Answer
$\approx 1.00002$
Work Step by Step
a) We know that the angular frequency for a physical pendulum is given by
$$\omega=2\pi f=\sqrt{\dfrac{Mgl}{I}}$$
where we know that $f=1/T$, so
$$ \dfrac{2\pi }{T}=\sqrt{\dfrac{Mgl}{I}}$$
Hence, the period of a physical pendulum is given by
$$ T =2\pi \sqrt{\dfrac{I}{Mgl}}$$
where in our case, $l=L$, as shown in the figure below.
$$ T =2\pi \sqrt{\dfrac{I}{MgL}}\tag 1$$
So we have to find the moment of inertia of our system and we are going to use the parallel axis theorem.

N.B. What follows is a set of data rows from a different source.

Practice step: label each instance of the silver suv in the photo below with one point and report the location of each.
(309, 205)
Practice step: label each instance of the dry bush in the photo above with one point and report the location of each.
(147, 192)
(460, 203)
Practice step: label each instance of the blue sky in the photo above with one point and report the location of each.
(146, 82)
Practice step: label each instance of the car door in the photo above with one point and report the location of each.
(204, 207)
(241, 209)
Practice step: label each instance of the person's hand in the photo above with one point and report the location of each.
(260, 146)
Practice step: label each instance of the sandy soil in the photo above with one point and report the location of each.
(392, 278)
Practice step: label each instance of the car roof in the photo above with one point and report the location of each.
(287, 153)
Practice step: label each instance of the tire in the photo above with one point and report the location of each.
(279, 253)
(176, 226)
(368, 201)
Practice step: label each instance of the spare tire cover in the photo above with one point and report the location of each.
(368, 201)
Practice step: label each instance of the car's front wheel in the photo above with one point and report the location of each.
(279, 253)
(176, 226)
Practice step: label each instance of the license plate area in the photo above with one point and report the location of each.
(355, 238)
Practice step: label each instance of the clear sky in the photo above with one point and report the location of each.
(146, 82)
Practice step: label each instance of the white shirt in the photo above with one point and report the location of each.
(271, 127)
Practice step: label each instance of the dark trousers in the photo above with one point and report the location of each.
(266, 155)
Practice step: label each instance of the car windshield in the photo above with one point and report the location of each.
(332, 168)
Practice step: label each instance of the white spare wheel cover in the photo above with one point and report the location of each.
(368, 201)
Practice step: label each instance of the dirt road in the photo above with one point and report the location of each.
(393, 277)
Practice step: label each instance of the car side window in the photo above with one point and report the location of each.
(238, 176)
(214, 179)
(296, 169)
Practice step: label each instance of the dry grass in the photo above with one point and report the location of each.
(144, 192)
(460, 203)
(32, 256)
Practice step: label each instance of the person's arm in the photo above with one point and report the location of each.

$$I=I_{\rm cm,sphere}+Md^2$$
where $D=L$, and $I_{\rm cm,sphere}=\frac{2}{5}MR^2$
$$I=\frac{2}{5}MR^2+ML^2$$
Plugging into (1);
$$ T =2\pi \sqrt{\dfrac{\frac{2}{5}\color{red}{\bf\not} MR^2+\color{red}{\bf\not} ML^2}{\color{red}{\bf\not} MgL}} $$
$$ \boxed{T =2\pi \sqrt{\dfrac{\frac{2}{5} R^2+ L^2}{ gL}}}$$
---
b) We need to find the ratio of $T_{\rm real}/T_{\rm simple}$
where the real one is on the boxed equation above and the simple is $T=2\pi \sqrt{L/g}$
$$\dfrac{T_{\rm real}}{T_{\rm simple}}=\dfrac{\color{red}{\bf\not} 2\color{red}{\bf\not} \pi \sqrt{\dfrac{\frac{2}{5} R^2+ L^2}{ gL}}}{\color{red}{\bf\not} 2\color{red}{\bf\not} \pi \sqrt{\dfrac{L}{g}}}$$
$$\dfrac{T_{\rm real}}{T_{\rm simple}}= \sqrt{\dfrac{\frac{2}{5} R^2+ L^2}{ \color{red}{\bf\not} gL}\times \dfrac{\color{red}{\bf\not} g}{L}}$$
$$\dfrac{T_{\rm real}}{T_{\rm simple}}= \sqrt{\dfrac{\frac{2}{5} R^2+ L^2}{ L^2} }$$
$$\dfrac{T_{\rm real}}{T_{\rm simple}}= \dfrac{\sqrt{\frac{2}{5} R^2+ L^2}}{ L } $$
Plugging the known;
$$\dfrac{T_{\rm real}}{T_{\rm simple}}= \dfrac{\sqrt{\frac{2}{5} (1\times 10^{-2})^2+ (1)^2}}{ 1 } =\color{red}{\bf 1.0002} $$
This means that the simple pendulum approximation is fair enough in many cases.